When Your Test Coverage Lies to You: A Bytecode Murder Mystery

Mohamed Shalan included in Engineering Android

2025-10-13 1372 words 7 minutes

Contents

The pull request was routine—merging some changes I’d already tested thoroughly. Then Codacy’s coverage gate blocked me: “Insufficient coverage on modified paths.”

I stared at the failure message. Those paths were covered. I’d written the tests myself. Watched them pass. Green checkmarks everywhere except this one gate, claiming I’d forgotten to test code that I knew I’d tested.

Fine. I’ll prove it. I ran the coverage report locally. ./gradlew jacocoTestReport and waited for the HTML output, already composing my “actually, the CI is wrong” Slack message in my head.

The report loaded.

0%.

I laughed. Not a “that’s funny” laugh. More of a “my computer has achieved sentience and chosen chaos” laugh. Zero percent coverage. Every single line marked red, as if I’d spent my afternoon writing tests in invisible ink.

But here’s the thing: the tests were passing. The code was executing. I could watch it happen in the debugger. The coverage data just… wasn’t there. Like showing up to a concert with a valid ticket and being told you’re not on the list.

That’s when the caffeine kicked in and I realized: something was eating my coverage data.

The Invisible Saboteur (Or: When Two Plugins Fight Over the Same Territory)
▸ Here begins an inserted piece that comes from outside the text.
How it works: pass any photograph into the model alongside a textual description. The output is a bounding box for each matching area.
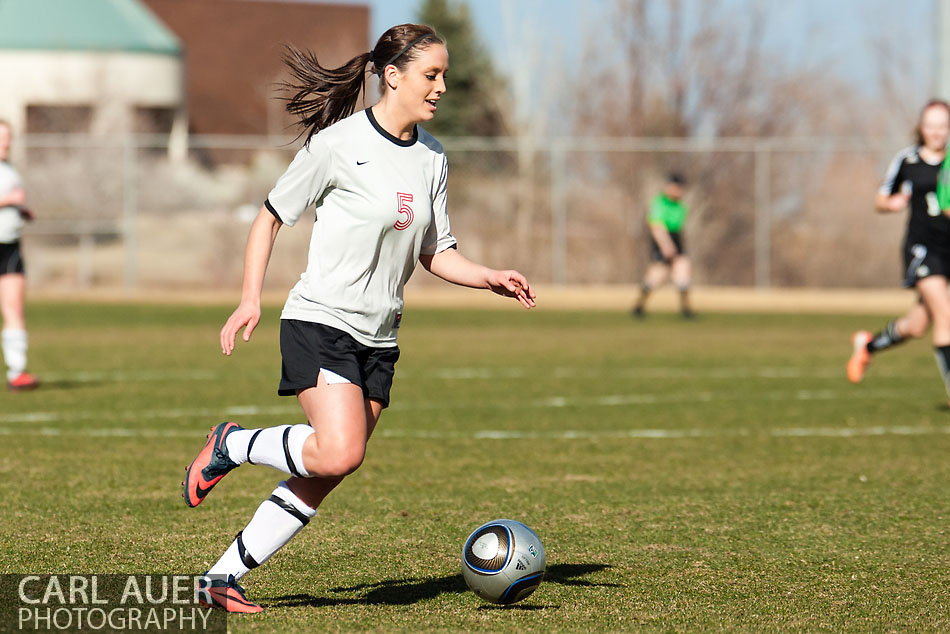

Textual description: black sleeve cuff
[264,198,284,224]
Here’s the thing about bytecode instrumentation that nobody tells you until it ruins your Tuesday: multiple tools can’t touch the same compiled code without stepping on each other’s toes.

Imagine you’re writing an essay in a shared document. Your colleague opens it and adds their comments directly into the text—not as suggestions, but by actually changing your sentences. Then another colleague opens that modified version and does the same thing. When you finally see the document, you can’t tell what you originally wrote versus what got changed. Except instead of an essay, it’s your compiled bytecode, and instead of helpful colleagues, it’s Gradle plugins having a turf war over who gets to modify what.

In my case, two tools were fighting over my .class files:

JaCoCo wanted to inject coverage probes—tiny markers that track which lines of code executed during tests. Think of them as those “You Are Here” stickers on mall maps, except for your codebase.

Sentry wanted to inject performance monitoring—code that measures how long methods take and captures execution context. Basically, it wants to time everything like an obsessive sports coach with a stopwatch.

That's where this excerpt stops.